However, while some known politically sensitive terms such as the above have been deleted, many terms known to be politically sensitive are not observed to be deleted at a statistically significant rate in the study, some of which are shown in Table 3.

Table 3: Deletion rates of terms from Crandall, et al. (2007), previously reported to be blocked by the GFC, that appear frequently (over 100 times) in our sample. Terms that are currently blocked on Sina’s search interface are noted with a †.
δw deletions total term gloss
0.20 88 443 中宣部 Central Propaganda Section
0.20 24 120 藏独 Tibetan independence (movement)
  0.19 30 154 民联 Democratic Alliance
0.18 132 733 迫害 to persecute
  0.18 124 686 酷刑 cruelty/torture
  0.18 80 457 钓鱼岛 Senkaku Islands
0.18 28 153 太子党 Crown Prince Party
0.17 102 592 法会 Falun Gong religious assembly
0.17 88 526 纪元 last two characters of Epoch Times
  0.17 56 333 民进党 DPP (Democratic Progressive Party, Taiwan)
  0.16 142 863 洗脑 brainwash
0.16 42 256 我的奋斗 Mein Kampf
0.15 83 567 学联 Student Federation
  0.15 32 208 高瞻 Gao Zhan
  0.14 51 360 无界 first two characters of circumventing browser
  0.14 36 250 正念 correct mindfulness
0.14 28 198 天葬 sky burial
  0.14 17 122 文字狱 censorship jail
  0.13 90 677 经文 scripture
0.12 91 732 八九 89 (the year of the Tiananmen Square Protest)
0.12 67 564 看中国 watching China, an Internet news Web site
0.11 35 310 明慧 Ming Hui (Web site of Falun Gong)
0.10 56 582 民运 democracy movement

The authors tested for the hypothesis that perhaps some terms escaped deletions because the messages did not possess a requisite impact factor or did not contain sufficiently strong anti-government content, but based on the data available, neither hypothesis appears to be true.

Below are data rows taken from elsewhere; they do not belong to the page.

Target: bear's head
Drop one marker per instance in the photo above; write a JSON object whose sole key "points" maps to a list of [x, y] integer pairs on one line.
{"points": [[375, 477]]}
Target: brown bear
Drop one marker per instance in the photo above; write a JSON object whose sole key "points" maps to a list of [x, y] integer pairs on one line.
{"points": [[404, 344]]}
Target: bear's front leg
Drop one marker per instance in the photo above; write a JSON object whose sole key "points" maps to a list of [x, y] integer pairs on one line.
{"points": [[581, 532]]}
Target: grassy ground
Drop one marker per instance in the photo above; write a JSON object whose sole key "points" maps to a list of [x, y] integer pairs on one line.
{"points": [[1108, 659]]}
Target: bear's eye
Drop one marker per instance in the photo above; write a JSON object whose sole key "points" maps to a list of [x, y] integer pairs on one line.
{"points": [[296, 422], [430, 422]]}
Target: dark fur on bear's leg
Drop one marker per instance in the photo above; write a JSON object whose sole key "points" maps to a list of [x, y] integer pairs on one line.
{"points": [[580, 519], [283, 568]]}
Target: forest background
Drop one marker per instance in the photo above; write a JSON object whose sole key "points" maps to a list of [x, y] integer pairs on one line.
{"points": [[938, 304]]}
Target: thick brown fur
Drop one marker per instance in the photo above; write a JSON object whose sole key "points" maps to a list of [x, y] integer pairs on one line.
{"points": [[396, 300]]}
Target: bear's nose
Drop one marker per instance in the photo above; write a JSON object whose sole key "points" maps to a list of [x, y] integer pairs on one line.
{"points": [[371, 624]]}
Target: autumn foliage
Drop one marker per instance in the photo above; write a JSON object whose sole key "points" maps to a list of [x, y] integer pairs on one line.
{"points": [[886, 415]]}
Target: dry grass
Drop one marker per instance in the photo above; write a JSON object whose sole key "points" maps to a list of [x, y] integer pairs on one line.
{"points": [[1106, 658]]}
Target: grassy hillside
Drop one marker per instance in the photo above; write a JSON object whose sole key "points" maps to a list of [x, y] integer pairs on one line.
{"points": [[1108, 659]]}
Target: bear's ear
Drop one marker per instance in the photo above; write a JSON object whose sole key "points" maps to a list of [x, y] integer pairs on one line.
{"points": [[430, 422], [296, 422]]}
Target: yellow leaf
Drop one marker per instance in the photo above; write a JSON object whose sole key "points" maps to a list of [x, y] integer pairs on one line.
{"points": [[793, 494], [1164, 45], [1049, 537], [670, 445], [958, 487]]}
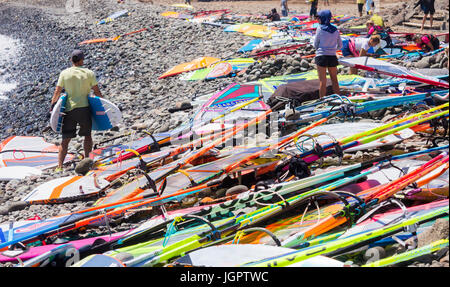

One area where the authors could draw a sharp distinction in deletion rates is the geography of origin. 10

The authors noted that messages from outlying restive areas of China are subjected to a much higher rate of deletion than inner, more stable areas. However, the authors again cautioned against jumping to the conclusion that this is due to political censorship. Table 4 lists the deletion rates for messages arising from the various regions of China. As can be seen, it undisputedly shows that the deletions are broad spectrum and not correlated with any politically sensitive terms.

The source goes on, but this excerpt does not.